Last year was not my best year for spiritual growth. I slacked SEVERELY in personal devotions. And prayer? It happened primarily when something was going wrong.
I look back and see, that my not being in constant communion with my LORD, came from the fact that life was, and is going so well.
I’m married to the man of my dreams. We have a beautiful house. I’m relatively healthy. And there are no major family issues to speak of.
Toward the end of last year, I began to notice a change in me. And it was not a good one.
I was feeling depressed most days, and let down at everything.
I looked back at pre-marriage blog posts and saw in my words joy and peace. A peace I wondered where in the world went!
And I began to remember. Before I was married, or further back to before Justin and I were even courting, life was pretty difficult most days.
I did not have any close friends, and I struggled with loneliness.
GOD used those times to teach me one important lesson. That ONLY HE can fulfil your deepest heart’s desires. Not people, not money, or stability in life.
I had to come to a point in my life where HE was my all. That no matter what is going on my life, ONLY HIS love, and grace is what brings true joy to our lives.
So, I lived a joyful life as a single woman. Then as a young woman in a courtship, and finally as a new bride.
I always told myself that I would not put Justin, or anything else in my new life, before my relationship with GOD. And I believed that thought.
But somewhere along the way, that changed.

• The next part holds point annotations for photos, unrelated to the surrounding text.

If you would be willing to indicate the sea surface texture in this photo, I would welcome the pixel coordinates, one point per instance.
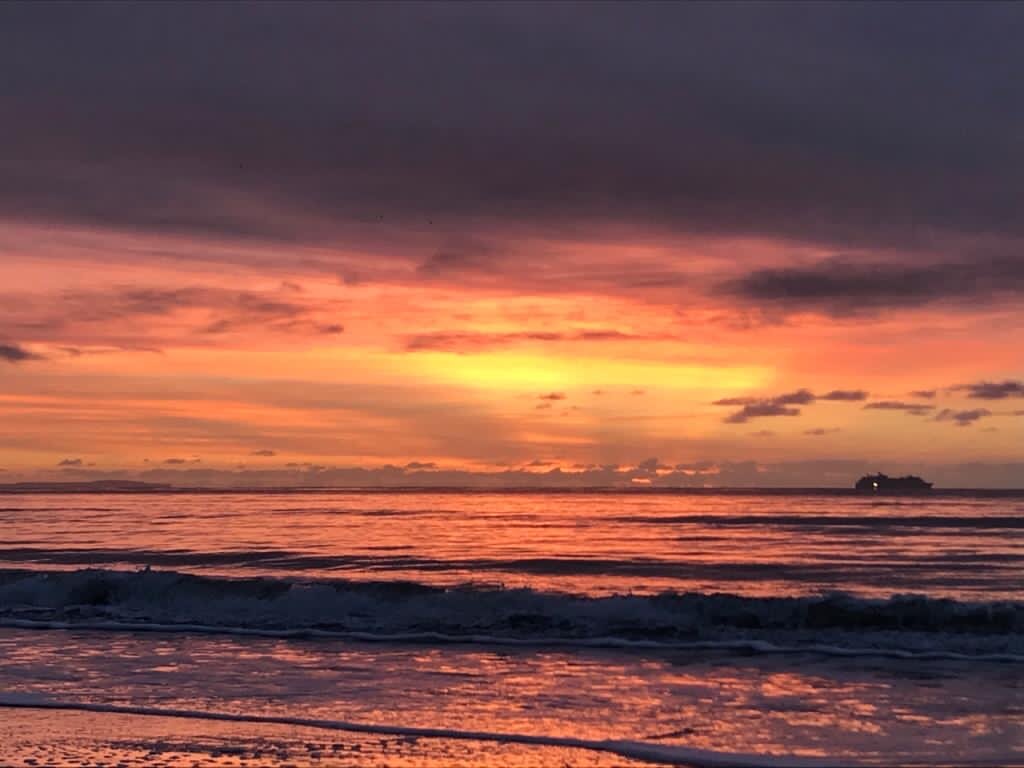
(430, 629)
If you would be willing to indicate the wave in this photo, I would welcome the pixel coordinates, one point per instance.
(974, 522)
(901, 627)
(640, 751)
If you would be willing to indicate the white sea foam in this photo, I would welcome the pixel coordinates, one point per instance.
(641, 751)
(902, 627)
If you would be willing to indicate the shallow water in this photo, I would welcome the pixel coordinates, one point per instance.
(271, 628)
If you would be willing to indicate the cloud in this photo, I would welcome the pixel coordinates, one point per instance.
(145, 317)
(754, 408)
(374, 160)
(418, 466)
(963, 418)
(760, 410)
(988, 390)
(845, 287)
(15, 353)
(913, 409)
(845, 395)
(472, 341)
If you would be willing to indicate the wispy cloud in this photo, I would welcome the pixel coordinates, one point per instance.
(963, 418)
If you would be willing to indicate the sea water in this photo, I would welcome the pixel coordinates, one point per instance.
(514, 629)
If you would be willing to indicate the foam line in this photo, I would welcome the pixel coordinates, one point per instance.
(745, 646)
(641, 751)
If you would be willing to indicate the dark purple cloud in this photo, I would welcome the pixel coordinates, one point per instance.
(755, 408)
(913, 409)
(15, 353)
(991, 390)
(845, 395)
(846, 287)
(963, 418)
(474, 341)
(688, 118)
(552, 396)
(760, 410)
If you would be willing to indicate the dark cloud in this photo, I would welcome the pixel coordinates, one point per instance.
(465, 341)
(963, 418)
(990, 390)
(759, 410)
(846, 287)
(800, 397)
(914, 409)
(845, 395)
(839, 123)
(754, 408)
(417, 466)
(113, 316)
(552, 396)
(14, 353)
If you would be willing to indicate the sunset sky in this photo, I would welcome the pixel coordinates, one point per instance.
(673, 244)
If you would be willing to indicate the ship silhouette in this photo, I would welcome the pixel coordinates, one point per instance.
(884, 483)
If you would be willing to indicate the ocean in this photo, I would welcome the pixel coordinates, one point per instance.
(464, 629)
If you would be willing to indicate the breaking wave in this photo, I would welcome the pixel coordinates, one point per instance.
(903, 626)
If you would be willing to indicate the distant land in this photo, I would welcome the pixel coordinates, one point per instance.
(135, 486)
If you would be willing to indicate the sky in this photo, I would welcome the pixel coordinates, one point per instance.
(520, 244)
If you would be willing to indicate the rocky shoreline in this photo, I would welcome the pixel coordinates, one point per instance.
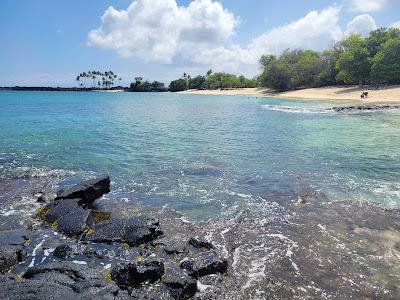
(106, 256)
(294, 245)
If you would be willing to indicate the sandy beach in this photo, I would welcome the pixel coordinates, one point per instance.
(334, 94)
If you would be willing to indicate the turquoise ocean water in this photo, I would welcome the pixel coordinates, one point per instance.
(204, 156)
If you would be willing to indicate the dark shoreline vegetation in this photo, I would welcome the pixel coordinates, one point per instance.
(374, 60)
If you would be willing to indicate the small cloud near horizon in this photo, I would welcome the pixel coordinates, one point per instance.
(201, 33)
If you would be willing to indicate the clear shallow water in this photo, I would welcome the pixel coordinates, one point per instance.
(205, 156)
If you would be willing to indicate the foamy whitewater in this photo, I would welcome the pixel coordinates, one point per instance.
(239, 167)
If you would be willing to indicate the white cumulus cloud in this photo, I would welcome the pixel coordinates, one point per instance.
(201, 33)
(395, 25)
(316, 31)
(158, 30)
(361, 25)
(369, 5)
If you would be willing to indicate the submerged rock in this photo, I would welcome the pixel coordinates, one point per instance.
(10, 256)
(132, 231)
(74, 223)
(201, 244)
(60, 281)
(179, 283)
(205, 263)
(66, 250)
(12, 249)
(133, 275)
(57, 209)
(87, 191)
(46, 198)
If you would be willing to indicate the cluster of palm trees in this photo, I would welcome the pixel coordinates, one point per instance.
(97, 79)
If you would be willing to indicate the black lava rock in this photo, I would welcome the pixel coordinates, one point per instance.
(180, 284)
(132, 231)
(87, 191)
(12, 248)
(133, 275)
(201, 244)
(57, 209)
(10, 256)
(66, 251)
(73, 223)
(61, 280)
(46, 198)
(205, 263)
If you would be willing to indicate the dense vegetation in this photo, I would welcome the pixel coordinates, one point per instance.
(98, 79)
(211, 81)
(141, 85)
(355, 60)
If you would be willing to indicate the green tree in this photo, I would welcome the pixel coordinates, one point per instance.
(197, 82)
(386, 63)
(178, 85)
(353, 64)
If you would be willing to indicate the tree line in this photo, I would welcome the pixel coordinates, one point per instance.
(211, 81)
(354, 60)
(93, 79)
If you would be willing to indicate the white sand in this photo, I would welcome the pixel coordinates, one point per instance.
(336, 94)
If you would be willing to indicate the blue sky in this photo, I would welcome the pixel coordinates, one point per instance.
(48, 42)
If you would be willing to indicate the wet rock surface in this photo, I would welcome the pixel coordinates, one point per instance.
(60, 281)
(132, 231)
(87, 191)
(79, 251)
(280, 249)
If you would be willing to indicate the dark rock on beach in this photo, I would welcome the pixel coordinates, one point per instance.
(60, 281)
(87, 191)
(57, 209)
(343, 109)
(180, 284)
(205, 263)
(74, 222)
(10, 256)
(134, 274)
(132, 231)
(66, 250)
(201, 244)
(12, 249)
(109, 254)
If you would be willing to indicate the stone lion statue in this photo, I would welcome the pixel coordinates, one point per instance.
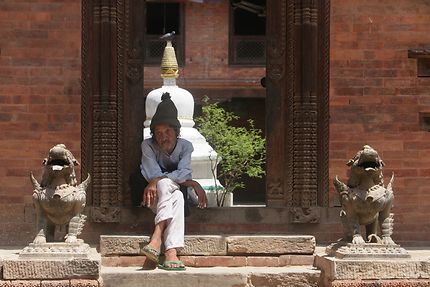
(58, 199)
(365, 200)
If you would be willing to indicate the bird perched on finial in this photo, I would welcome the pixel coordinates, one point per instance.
(168, 36)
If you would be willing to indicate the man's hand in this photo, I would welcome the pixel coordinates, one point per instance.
(150, 192)
(198, 189)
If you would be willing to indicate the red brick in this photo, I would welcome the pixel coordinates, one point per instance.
(84, 283)
(263, 261)
(55, 283)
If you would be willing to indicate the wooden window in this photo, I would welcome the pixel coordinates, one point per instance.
(247, 45)
(162, 18)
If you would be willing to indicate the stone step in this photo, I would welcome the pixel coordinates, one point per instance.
(213, 261)
(208, 277)
(216, 245)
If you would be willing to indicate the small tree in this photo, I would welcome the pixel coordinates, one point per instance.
(240, 150)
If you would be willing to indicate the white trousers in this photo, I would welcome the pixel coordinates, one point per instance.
(170, 206)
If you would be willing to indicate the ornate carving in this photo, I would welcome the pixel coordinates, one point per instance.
(275, 190)
(58, 199)
(105, 214)
(370, 250)
(102, 107)
(55, 250)
(135, 63)
(305, 215)
(365, 200)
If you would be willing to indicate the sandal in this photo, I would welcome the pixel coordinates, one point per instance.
(172, 265)
(151, 253)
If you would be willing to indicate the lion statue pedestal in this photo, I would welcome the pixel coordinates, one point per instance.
(59, 202)
(366, 202)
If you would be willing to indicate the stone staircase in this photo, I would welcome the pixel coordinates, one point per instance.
(214, 261)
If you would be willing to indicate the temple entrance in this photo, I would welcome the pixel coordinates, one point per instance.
(297, 51)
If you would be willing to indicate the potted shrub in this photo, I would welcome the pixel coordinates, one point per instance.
(241, 150)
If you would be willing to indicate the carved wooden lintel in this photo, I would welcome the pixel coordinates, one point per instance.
(105, 214)
(305, 215)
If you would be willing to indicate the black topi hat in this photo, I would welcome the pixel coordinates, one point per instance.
(166, 113)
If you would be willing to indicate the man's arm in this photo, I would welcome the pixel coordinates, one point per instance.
(150, 191)
(198, 189)
(149, 166)
(183, 171)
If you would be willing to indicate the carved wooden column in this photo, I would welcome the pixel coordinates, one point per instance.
(112, 101)
(297, 106)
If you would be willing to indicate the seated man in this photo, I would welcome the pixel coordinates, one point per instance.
(166, 165)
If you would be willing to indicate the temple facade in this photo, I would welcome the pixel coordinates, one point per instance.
(321, 78)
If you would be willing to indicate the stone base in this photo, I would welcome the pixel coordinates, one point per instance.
(42, 267)
(216, 245)
(371, 268)
(366, 251)
(56, 250)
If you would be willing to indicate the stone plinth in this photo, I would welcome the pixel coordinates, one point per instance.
(371, 268)
(300, 244)
(204, 245)
(122, 244)
(366, 251)
(59, 250)
(40, 266)
(214, 245)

It wasn’t something I noticed right off. I think it crept in slowly.
Not doing a daily devotional. Not reading encouraging blogs, or articles. And simply not talking daily with HIM. My defenses were weakened, and my flesh began to control me.
At the end of last year, I set a goal. I said I was going to get back in GOD’s word on a daily basis.
And so I have.
And I am beginning to feel that joy and peace, that I thought I lost, return.
GOD is so good!
I fail HIM every day. But HIS mercies and grace, they are unfailing.

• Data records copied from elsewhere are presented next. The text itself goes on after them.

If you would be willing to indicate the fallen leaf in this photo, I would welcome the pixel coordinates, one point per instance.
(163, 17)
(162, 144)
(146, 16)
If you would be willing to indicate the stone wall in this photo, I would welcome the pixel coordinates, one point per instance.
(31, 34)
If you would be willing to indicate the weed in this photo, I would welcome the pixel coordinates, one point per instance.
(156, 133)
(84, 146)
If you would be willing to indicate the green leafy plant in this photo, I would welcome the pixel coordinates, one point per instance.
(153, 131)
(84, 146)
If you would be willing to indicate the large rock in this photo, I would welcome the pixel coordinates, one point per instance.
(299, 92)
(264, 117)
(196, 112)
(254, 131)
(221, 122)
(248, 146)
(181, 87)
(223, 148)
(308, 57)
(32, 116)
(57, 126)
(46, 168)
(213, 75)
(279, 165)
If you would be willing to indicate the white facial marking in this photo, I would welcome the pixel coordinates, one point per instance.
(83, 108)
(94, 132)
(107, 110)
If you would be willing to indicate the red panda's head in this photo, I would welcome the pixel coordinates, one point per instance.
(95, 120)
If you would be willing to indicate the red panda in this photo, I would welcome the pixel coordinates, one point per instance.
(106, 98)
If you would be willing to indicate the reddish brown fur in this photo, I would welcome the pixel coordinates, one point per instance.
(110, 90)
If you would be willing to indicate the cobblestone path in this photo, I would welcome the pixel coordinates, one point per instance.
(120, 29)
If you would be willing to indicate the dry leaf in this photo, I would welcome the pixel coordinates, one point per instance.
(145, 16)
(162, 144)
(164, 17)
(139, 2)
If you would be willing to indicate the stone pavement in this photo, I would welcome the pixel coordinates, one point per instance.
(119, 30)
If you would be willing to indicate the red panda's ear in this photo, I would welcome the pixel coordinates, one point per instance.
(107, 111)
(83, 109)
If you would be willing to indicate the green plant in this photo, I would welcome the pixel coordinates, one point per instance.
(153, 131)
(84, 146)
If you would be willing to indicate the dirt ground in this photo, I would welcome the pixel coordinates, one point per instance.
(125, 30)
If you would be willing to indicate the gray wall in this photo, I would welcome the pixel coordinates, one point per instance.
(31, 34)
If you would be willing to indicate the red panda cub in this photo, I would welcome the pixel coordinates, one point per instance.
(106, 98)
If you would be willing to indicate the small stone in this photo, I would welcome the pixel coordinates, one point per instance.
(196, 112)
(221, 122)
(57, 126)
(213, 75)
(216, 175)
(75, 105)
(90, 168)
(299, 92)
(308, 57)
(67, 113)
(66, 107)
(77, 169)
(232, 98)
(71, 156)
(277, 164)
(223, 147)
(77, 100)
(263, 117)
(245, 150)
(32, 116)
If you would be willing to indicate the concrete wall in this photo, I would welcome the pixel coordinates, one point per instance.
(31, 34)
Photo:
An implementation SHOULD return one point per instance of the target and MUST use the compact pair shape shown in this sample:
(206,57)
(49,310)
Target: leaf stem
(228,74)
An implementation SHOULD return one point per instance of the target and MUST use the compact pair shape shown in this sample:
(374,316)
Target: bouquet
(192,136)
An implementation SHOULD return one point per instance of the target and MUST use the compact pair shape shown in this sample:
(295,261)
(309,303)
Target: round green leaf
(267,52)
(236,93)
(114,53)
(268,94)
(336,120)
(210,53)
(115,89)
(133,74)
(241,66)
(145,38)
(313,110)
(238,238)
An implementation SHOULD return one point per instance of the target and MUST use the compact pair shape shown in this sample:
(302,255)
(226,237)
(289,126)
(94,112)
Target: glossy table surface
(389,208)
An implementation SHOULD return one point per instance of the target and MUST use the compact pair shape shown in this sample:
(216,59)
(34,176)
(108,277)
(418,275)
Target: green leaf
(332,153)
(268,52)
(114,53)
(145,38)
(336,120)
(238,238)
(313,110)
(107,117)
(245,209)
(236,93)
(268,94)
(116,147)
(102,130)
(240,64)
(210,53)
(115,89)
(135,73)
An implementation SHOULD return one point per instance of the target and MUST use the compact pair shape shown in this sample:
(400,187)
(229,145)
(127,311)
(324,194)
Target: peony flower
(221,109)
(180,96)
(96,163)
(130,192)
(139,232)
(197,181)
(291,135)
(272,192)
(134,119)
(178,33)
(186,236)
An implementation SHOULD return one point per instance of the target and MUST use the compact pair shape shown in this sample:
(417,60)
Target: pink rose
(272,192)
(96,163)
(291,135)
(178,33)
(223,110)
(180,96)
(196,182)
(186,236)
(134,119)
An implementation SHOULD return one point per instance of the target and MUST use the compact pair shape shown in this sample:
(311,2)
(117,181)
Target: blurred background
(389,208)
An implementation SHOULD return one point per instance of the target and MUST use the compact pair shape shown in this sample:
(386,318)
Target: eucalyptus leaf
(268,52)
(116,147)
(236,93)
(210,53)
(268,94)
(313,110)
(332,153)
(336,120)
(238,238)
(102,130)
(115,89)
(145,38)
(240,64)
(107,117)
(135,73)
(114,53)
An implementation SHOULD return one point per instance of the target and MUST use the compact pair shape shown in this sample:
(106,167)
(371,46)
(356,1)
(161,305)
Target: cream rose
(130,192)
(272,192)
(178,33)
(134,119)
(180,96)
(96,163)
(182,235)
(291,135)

Ladies, try not to be like me in your early days of marriage (or any stage of life). And think that while life is going great, you can let your defenses down.
Stay in GOD’s word! Fight to be in it daily! Talk with HIM EVERY chance you get! It will make you all the more stronger for when the tough times roll in.
I cannot say it enough. ONLY the GOD of this universe can meet your every need. People will fail you. But HE will not. HE is always there for us, no matter where we are at in our lives. :)
Have a wonderfully blessed day everyone! Thanks for stopping by!